The Trump Administration’s National Park Service has proposed to dramatically curtail free speech demonstrations and special events near the White House, on The National Mall and certain national parks in the D.C. metro area.

The proposal would close 80 percent of the White House sidewalk, as well as open the conversation to charging fees for protesting.

The proposed rule, RIN 1024-AE45 states: “The National Park Service proposes to revise special regulations related to demonstrations and special events at certain national park units in the National Capital Region.”

Women picketing the White House in 1917. /Library of Congress

“The proposed changes would modify regulations explaining how the NPS processes permit applications for demonstrations and special events. The rule would also identify locations where activities are allowed, not allowed, or allowed but subject to restrictions.”

Critics of this proposal believe this rule would have a major impact on the cost and effort to hold public vigils, while also restricting and suppressing the first amendment of free speech.

The ACLU sent a letter to the National Park Service asserting this proposal as unconstitutional.

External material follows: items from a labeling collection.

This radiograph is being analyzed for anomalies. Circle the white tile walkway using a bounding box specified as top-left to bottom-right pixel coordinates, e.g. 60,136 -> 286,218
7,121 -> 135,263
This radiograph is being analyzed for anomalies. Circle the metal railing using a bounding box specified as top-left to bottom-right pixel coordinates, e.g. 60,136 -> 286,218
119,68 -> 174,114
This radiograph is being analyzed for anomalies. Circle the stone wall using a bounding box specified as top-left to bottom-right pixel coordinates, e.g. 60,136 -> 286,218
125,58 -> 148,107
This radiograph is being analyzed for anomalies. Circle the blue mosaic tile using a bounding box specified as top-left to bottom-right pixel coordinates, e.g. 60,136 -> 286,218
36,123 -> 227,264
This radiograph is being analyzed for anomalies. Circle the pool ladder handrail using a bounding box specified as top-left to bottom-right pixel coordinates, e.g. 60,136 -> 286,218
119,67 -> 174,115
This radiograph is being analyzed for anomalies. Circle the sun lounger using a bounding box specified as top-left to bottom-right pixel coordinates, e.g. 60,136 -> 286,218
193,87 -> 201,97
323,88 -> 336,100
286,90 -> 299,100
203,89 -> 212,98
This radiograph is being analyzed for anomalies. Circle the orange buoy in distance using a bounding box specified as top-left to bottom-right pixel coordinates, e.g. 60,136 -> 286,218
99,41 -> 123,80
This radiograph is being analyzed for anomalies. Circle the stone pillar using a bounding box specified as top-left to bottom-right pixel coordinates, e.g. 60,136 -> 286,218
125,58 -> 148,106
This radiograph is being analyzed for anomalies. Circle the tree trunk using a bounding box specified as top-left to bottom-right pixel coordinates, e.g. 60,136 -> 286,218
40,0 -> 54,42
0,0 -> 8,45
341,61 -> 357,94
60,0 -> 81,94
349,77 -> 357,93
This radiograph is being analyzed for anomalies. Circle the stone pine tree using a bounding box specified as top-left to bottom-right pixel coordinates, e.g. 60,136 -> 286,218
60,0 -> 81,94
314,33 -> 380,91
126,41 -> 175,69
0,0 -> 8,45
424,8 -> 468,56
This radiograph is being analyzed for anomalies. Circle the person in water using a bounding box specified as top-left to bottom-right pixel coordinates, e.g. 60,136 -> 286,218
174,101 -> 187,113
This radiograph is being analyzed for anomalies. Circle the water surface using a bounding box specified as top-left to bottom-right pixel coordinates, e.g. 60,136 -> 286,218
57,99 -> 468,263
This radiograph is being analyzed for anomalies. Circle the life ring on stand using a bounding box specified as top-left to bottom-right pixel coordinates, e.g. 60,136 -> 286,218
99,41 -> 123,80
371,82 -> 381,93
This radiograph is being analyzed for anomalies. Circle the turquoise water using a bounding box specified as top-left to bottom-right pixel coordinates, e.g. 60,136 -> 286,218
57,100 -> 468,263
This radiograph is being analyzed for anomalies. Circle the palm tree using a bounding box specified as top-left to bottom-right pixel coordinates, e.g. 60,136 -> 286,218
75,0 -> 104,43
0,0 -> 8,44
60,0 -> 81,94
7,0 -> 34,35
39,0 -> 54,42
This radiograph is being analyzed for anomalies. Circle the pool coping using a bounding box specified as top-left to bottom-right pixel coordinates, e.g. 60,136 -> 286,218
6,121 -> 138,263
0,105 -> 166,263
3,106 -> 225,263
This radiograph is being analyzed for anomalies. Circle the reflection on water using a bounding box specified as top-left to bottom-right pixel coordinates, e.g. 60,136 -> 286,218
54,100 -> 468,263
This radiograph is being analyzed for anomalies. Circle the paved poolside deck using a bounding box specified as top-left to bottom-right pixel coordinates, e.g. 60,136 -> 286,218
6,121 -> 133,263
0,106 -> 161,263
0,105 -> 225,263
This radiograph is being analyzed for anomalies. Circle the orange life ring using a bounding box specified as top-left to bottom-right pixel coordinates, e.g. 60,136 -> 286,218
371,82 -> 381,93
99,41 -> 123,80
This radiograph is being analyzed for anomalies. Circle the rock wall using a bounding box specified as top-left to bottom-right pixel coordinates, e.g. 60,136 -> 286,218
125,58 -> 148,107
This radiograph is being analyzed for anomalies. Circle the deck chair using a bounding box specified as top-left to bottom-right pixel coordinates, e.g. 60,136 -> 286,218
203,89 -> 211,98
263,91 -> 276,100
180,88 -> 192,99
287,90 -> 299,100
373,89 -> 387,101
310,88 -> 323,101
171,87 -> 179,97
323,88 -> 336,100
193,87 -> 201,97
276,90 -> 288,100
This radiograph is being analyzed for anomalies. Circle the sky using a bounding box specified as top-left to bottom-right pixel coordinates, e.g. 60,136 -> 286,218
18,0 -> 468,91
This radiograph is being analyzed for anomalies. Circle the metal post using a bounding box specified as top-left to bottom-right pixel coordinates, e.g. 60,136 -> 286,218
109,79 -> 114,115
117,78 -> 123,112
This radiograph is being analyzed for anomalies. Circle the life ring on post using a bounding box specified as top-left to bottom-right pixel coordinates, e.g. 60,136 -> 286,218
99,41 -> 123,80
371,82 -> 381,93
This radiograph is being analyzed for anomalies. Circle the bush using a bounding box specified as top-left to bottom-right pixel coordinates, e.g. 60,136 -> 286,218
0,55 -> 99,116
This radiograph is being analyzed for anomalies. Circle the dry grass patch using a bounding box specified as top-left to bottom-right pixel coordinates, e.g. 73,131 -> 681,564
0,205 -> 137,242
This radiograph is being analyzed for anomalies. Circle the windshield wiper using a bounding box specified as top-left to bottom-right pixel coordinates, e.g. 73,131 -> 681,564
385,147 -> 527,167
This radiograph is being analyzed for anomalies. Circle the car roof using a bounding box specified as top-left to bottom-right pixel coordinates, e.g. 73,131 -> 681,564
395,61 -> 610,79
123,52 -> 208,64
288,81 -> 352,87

“From the 1960s through the 1990s, the ACLU-DC frequently had to sue over the Park Service’s attempts to impose unconstitutional restrictions on the right to protest,” the letter read.
The White House’s current fence
“In more recent years, the rules have been stable, and NPS has generally respected First Amendment rights. Indeed, the Park Service’s own Foundation Document for the National Mall and Memorial Parks, issued just last year, recognizes that these areas are the “National Stage of Public Expression.”
“But the amendments now proposed harken back to the era in which the courts had to be called upon to protect the right to dissent in the nation’s capital.”
The proposed fence for the White House.
D.C. Congresswoman Eleanor Holmes-Norton vowed fierce congressional action to stop the unconstitutional attempt to limit free speech.
“This is the nation’s capital, the seat of our national democratic government and, consequently, where First Amendment rights are most often exercised on virtually every issue by Americans of all colors, creeds and beliefs,” Norton said.
“The security concerns cited by NPS do not hold water considering the newly enhanced White House fence, which I specifically worked on here in Congress, both to protect the White House and to ensure that public access to the White House sidewalk would in fact be maintained.”
“In addition, charging fees to protest would put a price on free speech and silence those who do not have the means to pay.  The feedback NPS receives from its public comment period should dissuade it from pursuing these policies.”
“But, if the Trump Administration chooses to move forward, they will have to deal with me, my colleagues in Congress and, I believe, the courts, to justify these proposals.”